The business advocacy platform represents local and foreign businesses from 13 manufacturing and services sectors. The council said formal sector faces an uneven playing field versus smugglers, counterfeiters and under-invoicers and those who misuse the Afghan transit treaty.
“Many markets in Pakistan brazenly deal in smuggled goods. Local authorities must cooperate with customs to stop this,” it added. “The National Tariff Commission must give benefit of the doubt to local manufacturing. Presently the law works to delay effective protection of domestic industry against dumping.”
PBC said quantities of goods, bound for Afghanistan market under the transit agreement, are not commensurate with the size of Afghanistan’s population. “The types “imported” are not in line with consume tastes/preferences; and in some (cases) Afghanistan lacks industrial capacity to convert raw materials into finished goods. Such items are either smuggled back to or never leave Pakistan,” it added. “Pakistan has a poor record of managing leakages from transit trade. A repeat of the experience with the afghan transit treaty on transit of Chinese goods could wipe off many industries.”
The council advised the government to demonstrate caution on proposed free trade agreements (FTAs) with Turkey and Thailand as existing FTAs could not help in reducing trade deficit. In fact, the country’s trade deficit shot five-fold to over $15 billion under the FTA signed with China.
“FTAs must deliver more local employment three million people need to find gainful employment every year, additional tax revenue from improved profitability of domestic industry and higher value-added exports,” it said.
PBC advocates of national consensus around a ‘Make in Pakistan’ approach. “Make in Pakistan encompasses the maximisation of local manufacturing and all services within the extended value-chains,” it said. “Lack of political will, unaligned and unpredictable policies, weak and fragmented bureaucracy, vested and short-term interests have together worked to convert Pakistan into a nation of import-reliant traders, costing jobs, creating repeated cycles of pressure on the external account and resulting in the loss of tax revenue necessary to fund social development.”
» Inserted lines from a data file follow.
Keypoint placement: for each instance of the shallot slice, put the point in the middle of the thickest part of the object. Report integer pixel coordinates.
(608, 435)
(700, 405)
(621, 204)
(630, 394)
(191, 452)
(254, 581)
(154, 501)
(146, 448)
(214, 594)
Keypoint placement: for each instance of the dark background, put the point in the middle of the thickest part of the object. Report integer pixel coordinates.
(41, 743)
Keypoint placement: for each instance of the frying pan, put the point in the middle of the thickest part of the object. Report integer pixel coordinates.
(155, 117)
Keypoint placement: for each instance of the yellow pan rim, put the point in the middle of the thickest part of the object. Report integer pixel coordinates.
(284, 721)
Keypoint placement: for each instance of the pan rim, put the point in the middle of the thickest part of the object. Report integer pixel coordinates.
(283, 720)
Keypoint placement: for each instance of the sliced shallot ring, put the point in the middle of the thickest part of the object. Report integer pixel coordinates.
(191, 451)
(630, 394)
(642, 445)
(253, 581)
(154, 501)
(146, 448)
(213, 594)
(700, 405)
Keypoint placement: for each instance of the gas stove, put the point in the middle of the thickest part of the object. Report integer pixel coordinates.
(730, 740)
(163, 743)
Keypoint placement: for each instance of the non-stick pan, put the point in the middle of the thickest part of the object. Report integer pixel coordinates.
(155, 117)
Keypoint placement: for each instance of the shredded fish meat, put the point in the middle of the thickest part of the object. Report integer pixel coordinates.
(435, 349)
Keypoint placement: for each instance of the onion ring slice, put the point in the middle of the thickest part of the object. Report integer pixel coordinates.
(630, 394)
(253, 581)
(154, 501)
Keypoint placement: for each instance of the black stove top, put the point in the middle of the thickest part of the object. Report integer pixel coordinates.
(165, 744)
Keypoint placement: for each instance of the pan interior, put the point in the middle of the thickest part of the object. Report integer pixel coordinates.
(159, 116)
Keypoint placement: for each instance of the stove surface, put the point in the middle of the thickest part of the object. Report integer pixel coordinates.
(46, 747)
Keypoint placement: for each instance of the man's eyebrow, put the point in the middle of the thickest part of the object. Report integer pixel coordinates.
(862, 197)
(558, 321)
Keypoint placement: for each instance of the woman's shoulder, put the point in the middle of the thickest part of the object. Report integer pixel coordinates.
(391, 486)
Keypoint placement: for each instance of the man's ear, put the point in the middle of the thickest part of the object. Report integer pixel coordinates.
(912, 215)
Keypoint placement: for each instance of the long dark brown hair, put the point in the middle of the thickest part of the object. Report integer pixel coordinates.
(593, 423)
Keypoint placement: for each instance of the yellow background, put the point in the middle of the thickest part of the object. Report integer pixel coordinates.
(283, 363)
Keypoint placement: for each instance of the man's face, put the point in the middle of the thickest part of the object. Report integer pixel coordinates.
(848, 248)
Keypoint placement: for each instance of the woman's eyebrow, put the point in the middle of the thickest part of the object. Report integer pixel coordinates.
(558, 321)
The government was also urged to address the growing fragmentation of authority between federal ministries and the federation and provinces. The council said the country is becoming consumption-driven with poor investment and saving levels. It accounts for 80 percent of GDP as compared to 69.4 percent in Sri Lanka and 36.1 percent in Indonesia.
Currently, manufacturing sector accounts for 13.5 percent of GDP, as compared to agriculture (19.5pc), retail and wholesale (18.5pc) and services sector as a whole (59.6pc). The sector carries the highest 58 percent of tax burden, as against agriculture (less than one percent), retail and wholesale (one percent) and services sector as a whole (37pc).
“Pakistan’s corporate tax rate is much higher than global average,” PBC said. “Withholding tax on non-filers has become revenue raising tool rather one that incentivises more to join the tax base.”
Companies in the country bear corporate tax rate of 38 percent, including workers welfare fund, workers profit participation fund and super tax, compared with Singapore (17pc), Sri Lanka (15pc), Bangladesh (25pc) and Vietnam (22pc). There are 47 types of various levies.